14.  Cette analyse a été conduite par une régression multiple passant par l'origine sous l'hypothèse de relations linéaires entre le pourcentage de vote accordé aux partis et la composition linguistique des circonscriptions. Les variations expliquées sont de 98% pour le Bloc québécois, de 99% pour le Parti libéral, de 96% pour le Parti conservateur et de 78% seulement pour le NPD. Les valeurs résiduelles se situent dans les marges de confiance à 95% dans tous les cas sauf un, pour chacun des partis: dans Laurier-Sainte-Marie (Gilles Duceppe), le Bloc québécois obtient plus que prévu et le Parti libéral moins que prévu par le modèle; dans Laval-Est (Vincent Della Noce), le Parti conservateur obtient plus que prévu; dans Outremont le NPD obtient lui aussi plus que prévu. En 1993, les valeurs résiduelles se situent dans les marges de confiance à 95% dans tous les cas.

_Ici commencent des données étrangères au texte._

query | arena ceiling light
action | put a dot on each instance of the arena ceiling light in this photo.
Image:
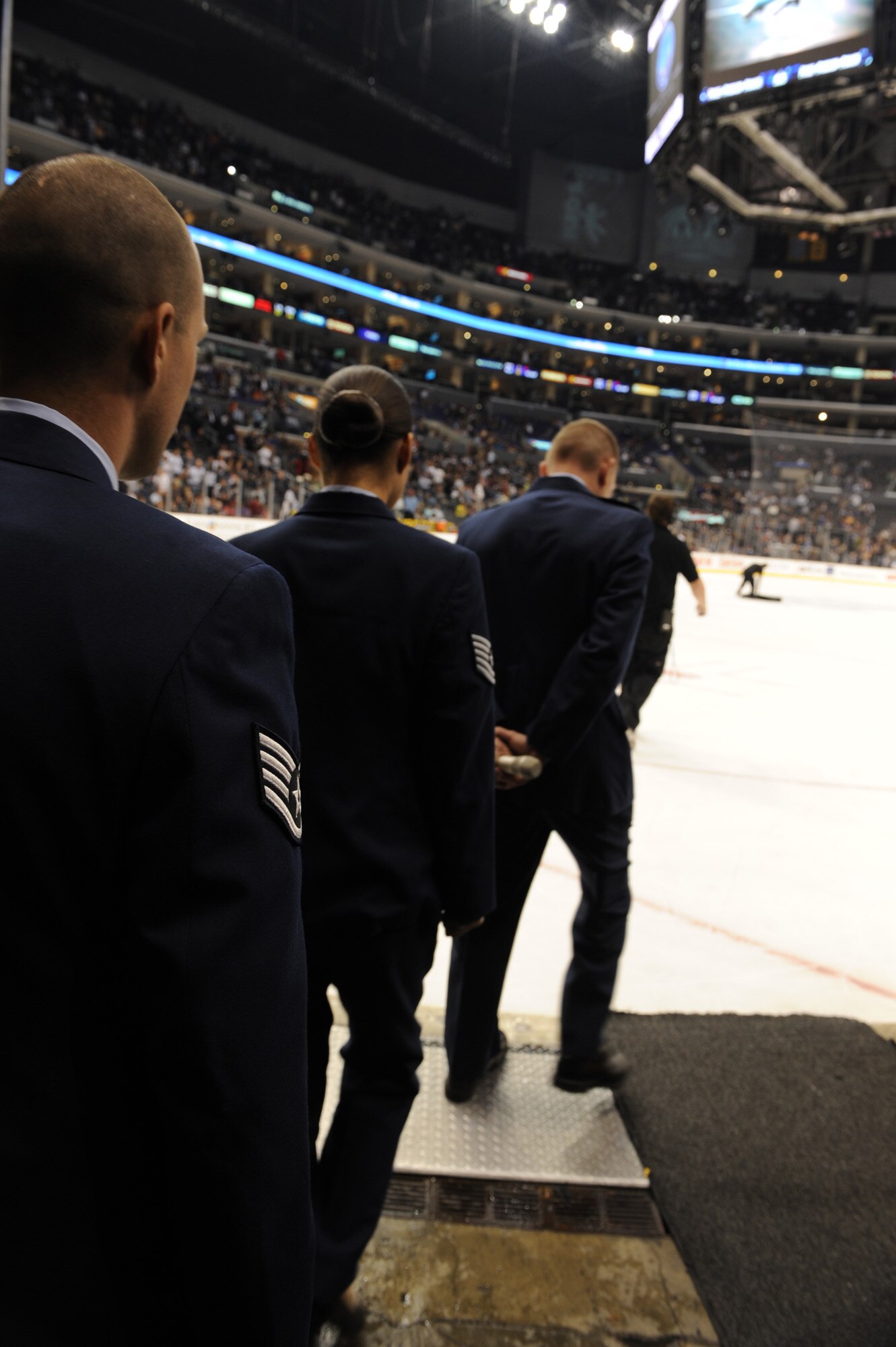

15.  Pour une analyse plus fouillée de l'opinion publique québécoise concernant la question constitutionnelle, on consultera les textes que nous avons signés avec Jean-Herman GuAY, Pierre-Alain COTNOIR et Pierre NORFAU, «Entre le lys et l'érable», parus dans La Presse des 4,5 et 6 septembre 1996, et reproduits dans le Bulletin d'histoire politique, vol. 6, no 1, automne 1997, p. 28-42.